I understand that I'm not seeing this how you want me to see it and I'm not doing what you want me to do, but I'm trying and not getting it. Repeating yourself will not help, it needs to be explained.
Take your time and go visit some convents and do some reading on religious orders, congregations, societies of life and so on. Don't neglect understanding the history of the various institutions and reading the stories of the founders. In those you'll often find a lot of essential information about the institution. The whole point of being in a religious order isn't doing a particular kind of work or wearing a particular kind of clothes. There's much more to it than that.

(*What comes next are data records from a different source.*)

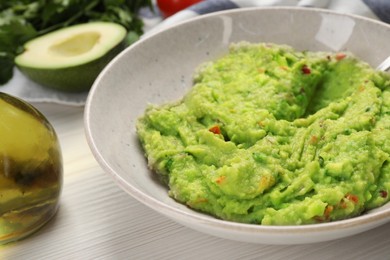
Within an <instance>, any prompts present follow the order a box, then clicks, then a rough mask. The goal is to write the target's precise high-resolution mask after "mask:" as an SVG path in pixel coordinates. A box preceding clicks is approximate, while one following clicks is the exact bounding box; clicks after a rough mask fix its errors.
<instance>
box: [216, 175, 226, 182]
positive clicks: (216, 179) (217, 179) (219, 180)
mask: <svg viewBox="0 0 390 260" xmlns="http://www.w3.org/2000/svg"><path fill="white" fill-rule="evenodd" d="M225 179H226V176H224V175H222V176H219V177H218V178H217V179H216V180H215V182H216V183H218V184H221V183H222V182H223V181H224V180H225Z"/></svg>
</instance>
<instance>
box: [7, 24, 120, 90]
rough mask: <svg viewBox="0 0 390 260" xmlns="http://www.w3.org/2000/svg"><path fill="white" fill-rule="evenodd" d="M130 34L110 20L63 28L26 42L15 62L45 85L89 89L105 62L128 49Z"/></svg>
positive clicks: (74, 88) (32, 79)
mask: <svg viewBox="0 0 390 260" xmlns="http://www.w3.org/2000/svg"><path fill="white" fill-rule="evenodd" d="M126 34H127V31H126V29H125V28H124V27H123V26H121V25H119V24H116V23H110V22H91V23H85V24H78V25H74V26H71V27H67V28H63V29H59V30H56V31H53V32H51V33H48V34H45V35H43V36H40V37H37V38H35V39H32V40H30V41H28V42H26V44H25V45H24V49H25V51H24V52H23V53H22V54H20V55H18V56H16V58H15V64H16V66H17V67H18V68H19V70H20V71H21V72H22V73H23V74H24V75H25V76H27V77H28V78H30V79H31V80H32V81H35V82H37V83H38V84H40V85H42V86H45V87H49V88H54V89H57V90H62V91H67V92H83V91H87V90H89V89H90V88H91V86H92V84H93V82H94V80H95V79H96V77H97V75H98V74H99V73H100V71H101V70H102V69H103V68H104V67H105V65H107V63H108V62H109V61H110V60H111V59H112V58H114V57H115V56H116V55H117V54H118V53H119V52H120V51H122V50H123V49H124V48H125V37H126Z"/></svg>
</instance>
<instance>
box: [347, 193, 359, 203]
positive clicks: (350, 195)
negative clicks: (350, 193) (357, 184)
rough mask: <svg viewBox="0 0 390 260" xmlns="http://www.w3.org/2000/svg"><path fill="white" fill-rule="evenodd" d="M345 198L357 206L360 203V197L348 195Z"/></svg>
mask: <svg viewBox="0 0 390 260" xmlns="http://www.w3.org/2000/svg"><path fill="white" fill-rule="evenodd" d="M345 198H346V199H348V200H350V201H352V202H353V203H355V204H358V203H359V197H358V196H357V195H354V194H347V195H345Z"/></svg>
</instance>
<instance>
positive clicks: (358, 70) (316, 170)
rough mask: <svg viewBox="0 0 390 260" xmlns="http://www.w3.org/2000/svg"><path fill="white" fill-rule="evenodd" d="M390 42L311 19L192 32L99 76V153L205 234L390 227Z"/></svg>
mask: <svg viewBox="0 0 390 260" xmlns="http://www.w3.org/2000/svg"><path fill="white" fill-rule="evenodd" d="M357 28H358V29H357ZM389 37H390V26H388V25H386V24H384V23H380V22H376V21H373V20H370V19H366V18H361V17H358V16H353V15H345V14H338V13H334V12H329V11H324V10H318V9H304V8H283V7H278V8H248V9H240V10H233V11H224V12H219V13H214V14H211V15H205V16H202V17H200V18H196V19H194V20H191V21H188V22H184V23H181V24H179V25H176V26H173V27H171V28H168V29H167V30H164V31H162V32H159V33H157V34H153V35H150V36H148V37H146V38H144V39H143V40H141V41H139V42H137V43H136V44H134V46H132V47H130V48H128V49H126V50H125V51H124V52H122V53H121V54H120V55H119V56H118V57H117V58H116V59H115V60H114V61H113V62H111V63H110V64H109V65H108V66H107V68H106V69H105V70H104V71H103V72H102V73H101V75H100V76H99V77H98V79H97V81H96V82H95V84H94V86H93V87H92V90H91V92H90V94H89V97H88V100H87V105H86V111H85V126H86V136H87V139H88V142H89V144H90V147H91V150H92V152H93V153H94V155H95V157H96V159H97V160H98V162H99V163H100V164H101V166H102V167H103V168H104V169H105V170H106V171H107V172H108V173H109V174H110V175H111V176H112V177H113V178H114V180H115V181H116V182H117V183H118V185H119V186H120V187H121V188H123V189H124V190H125V191H127V192H128V193H129V194H130V195H132V196H133V197H134V198H136V199H138V200H139V201H141V202H142V203H144V204H146V205H147V206H149V207H151V208H152V209H154V210H156V211H157V212H158V213H161V214H163V215H165V216H167V217H170V218H172V219H174V220H176V221H178V222H179V223H181V224H184V225H186V226H189V227H191V228H194V229H196V230H199V231H202V232H206V233H209V234H212V235H216V236H220V237H224V238H228V239H234V240H239V241H246V242H256V243H267V244H296V243H309V242H319V241H326V240H331V239H336V238H341V237H345V236H348V235H352V234H356V233H359V232H363V231H365V230H368V229H370V228H373V227H376V226H379V225H381V224H384V223H387V222H389V221H390V204H389V203H388V202H389V200H390V194H389V192H390V164H389V161H390V143H389V141H388V140H390V75H389V74H388V73H385V72H380V71H377V70H376V69H375V66H376V65H378V64H379V63H380V62H381V61H382V60H384V59H385V58H386V57H387V56H388V54H389V53H390V46H388V45H387V44H386V39H388V38H389ZM362 39H365V40H362ZM374 39H375V40H374Z"/></svg>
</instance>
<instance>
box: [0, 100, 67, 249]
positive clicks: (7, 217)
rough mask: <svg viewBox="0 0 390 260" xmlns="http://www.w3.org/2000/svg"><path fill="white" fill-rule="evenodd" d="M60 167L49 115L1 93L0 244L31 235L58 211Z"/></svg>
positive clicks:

The best place to start is with the orders proper: Benedictine, Franciscan, Dominican, Servite, Premonstratensian, Carmelite. See what the differences of life and inspiration are. See if you can identify the charisms. Get to know the founders and get a "flavor" for the order. There are very good biographies of all of these founders (or founder groups), particularly Francis & Clare, Benedict, Dominic and St. Teresa of Avila. These are the ideas that were the springboards for all the others. If none of those fit, then you'll be ready and equipped with a background to look at the various congregations that exist.
You've said that you're a convert; so am I. It takes a while to get the gist of this because it's not what it looks like when you first see it.